Met de bus ging het daarna verder naar het monument van de 26 martelaren. Op deze plek werden op 5 februari 1597 26 franciscanen gekruisigd. De Japanse regering beschouwde christenen als een grote bedreiging en men schat dat in Japan ongeveer 6000 christenen de marteldood stierven. Niet zo makkelijk te vinden maar indrukwekkend om zijn eenvoud.
Het Suwa-schrijn is het belangrijkste Shinto-heiligdom van Nagasaki. Het is gelegen in het noordelijke deel van de stad, op de hellingen van de berg Tamazono-san, en beschikt over een 277-stap stenen trap in de aanloop van de berg die de verschillende gebouwen van het heiligdom omvatten. Het schrijn werd opgericht in 1614 als een manier om de bekering tot het christendom te stoppen dat toen plaats vond in Nagasaki. Een bijzondere plek met een schitterende ligging.

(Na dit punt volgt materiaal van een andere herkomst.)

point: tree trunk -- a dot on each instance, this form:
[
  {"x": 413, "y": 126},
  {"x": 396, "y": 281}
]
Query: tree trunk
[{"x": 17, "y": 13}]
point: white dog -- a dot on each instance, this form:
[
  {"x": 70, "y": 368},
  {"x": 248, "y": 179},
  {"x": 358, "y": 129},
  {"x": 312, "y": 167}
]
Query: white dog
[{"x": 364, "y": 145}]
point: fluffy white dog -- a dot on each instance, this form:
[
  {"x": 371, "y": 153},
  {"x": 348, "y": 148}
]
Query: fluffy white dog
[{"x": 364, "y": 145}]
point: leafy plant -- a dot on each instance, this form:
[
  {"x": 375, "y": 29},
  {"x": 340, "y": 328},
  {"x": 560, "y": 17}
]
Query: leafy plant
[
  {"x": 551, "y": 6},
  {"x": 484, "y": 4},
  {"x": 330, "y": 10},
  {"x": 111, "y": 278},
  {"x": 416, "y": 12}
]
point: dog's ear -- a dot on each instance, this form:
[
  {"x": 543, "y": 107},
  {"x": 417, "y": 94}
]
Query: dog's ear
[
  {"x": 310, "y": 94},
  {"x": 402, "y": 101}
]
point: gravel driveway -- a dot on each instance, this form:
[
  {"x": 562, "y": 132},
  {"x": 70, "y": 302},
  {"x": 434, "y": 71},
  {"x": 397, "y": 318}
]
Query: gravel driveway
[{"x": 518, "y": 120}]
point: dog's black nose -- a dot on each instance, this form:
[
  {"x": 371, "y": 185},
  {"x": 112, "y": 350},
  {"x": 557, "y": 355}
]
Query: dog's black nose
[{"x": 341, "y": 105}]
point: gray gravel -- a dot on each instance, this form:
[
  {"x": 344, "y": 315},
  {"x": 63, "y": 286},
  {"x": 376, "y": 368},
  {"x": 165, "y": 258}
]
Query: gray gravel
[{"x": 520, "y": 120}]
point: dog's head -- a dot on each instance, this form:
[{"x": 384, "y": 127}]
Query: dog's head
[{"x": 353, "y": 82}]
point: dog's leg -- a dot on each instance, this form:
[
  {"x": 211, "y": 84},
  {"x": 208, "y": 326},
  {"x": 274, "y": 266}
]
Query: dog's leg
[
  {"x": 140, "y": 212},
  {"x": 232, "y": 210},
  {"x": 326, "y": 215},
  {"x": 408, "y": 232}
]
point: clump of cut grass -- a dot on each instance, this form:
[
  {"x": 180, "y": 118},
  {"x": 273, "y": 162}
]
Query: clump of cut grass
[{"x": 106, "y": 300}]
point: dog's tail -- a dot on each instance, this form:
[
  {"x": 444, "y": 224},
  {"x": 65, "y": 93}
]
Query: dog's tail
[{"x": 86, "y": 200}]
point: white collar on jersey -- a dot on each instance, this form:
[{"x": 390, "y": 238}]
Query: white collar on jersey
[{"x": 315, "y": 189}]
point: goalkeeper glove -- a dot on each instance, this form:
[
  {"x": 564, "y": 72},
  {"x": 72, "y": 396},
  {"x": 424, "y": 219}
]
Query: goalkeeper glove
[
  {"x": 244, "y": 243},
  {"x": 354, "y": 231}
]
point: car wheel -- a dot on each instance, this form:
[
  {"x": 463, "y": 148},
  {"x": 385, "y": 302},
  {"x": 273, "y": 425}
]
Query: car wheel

Hoewel het minder bezocht wordt dan de meer bekende Sofuku-ji-tempel, is Kofuku-ji eigenlijk de oudste van de tempels die gebouwd werden door de Chinese kooplieden van Nagasaki. Kofuku-ji werd gebouwd door handelaren uit de gebieden rond de Yangtze-rivier en werd in de volksmond bekend als Nanjing Temple. De oorsprong van Kofuku-ji gaat terug tot 1620 toen op deze plaats een heiligdom voor de Chinese godin van de zee, Mazu, werd opgericht. Alle Chinese schepen die in Nagasaki aankwamen vervoerden een draagbaar heiligdom voor Mazu, dat naar de tempel werd gebracht terwijl het schip in de haven aangemeerd lag. Dat de tempel niet zo populair meer is als vroeger bleek duidelijk bij ons bezoek: we waren de enigen op het terrein. Een beetje jammer, want de tempels en de tuin zijn meer dan de moeite waard om te bezoeken
Shofuku-ji is een Zen-tempel die door de Chinese monnik Chaonian in 1629 werd gebouwd als de familietempel van Chinezen uit de provincie Fujian, die zich in Nagasaki vestigden. Twee van de gebouwen zijn aangewezen als nationale schatten. De rode toegangspoort en andere structuren op het terrein zijn zeldzame voorbeelden van de architectuur van Zuid-China tijdens de Ming-dynastie. Op het tempelterrein staat een grote ketel die door de priester Qianhai gebruikt werd om pap te maken voor mensen die honger leden tijdens de hongersnood van 1681. Het Chinese Bon-festival wordt hier gehouden van 26 juli tot 28 en wordt bezocht door Chinezen afkomstig uit alle hoeken van Japan om mee te helpen koken in een ritueel voor de doden. Ook hier waren we de enigen en konden we in alle rust rondkijken.
Na deze overvolle dag was het tijd om terug te keren naar het hotel. Een dag met twee gezichten: ’s ochtends de herbeleving van de afschuwelijke dag in 1945 en ’s middags een bezoek aan enkele van de culturele schatten die Nagasaki te bieden heeft. De laatste dag in Nagasaki had een diepe indruk op ons nagelaten.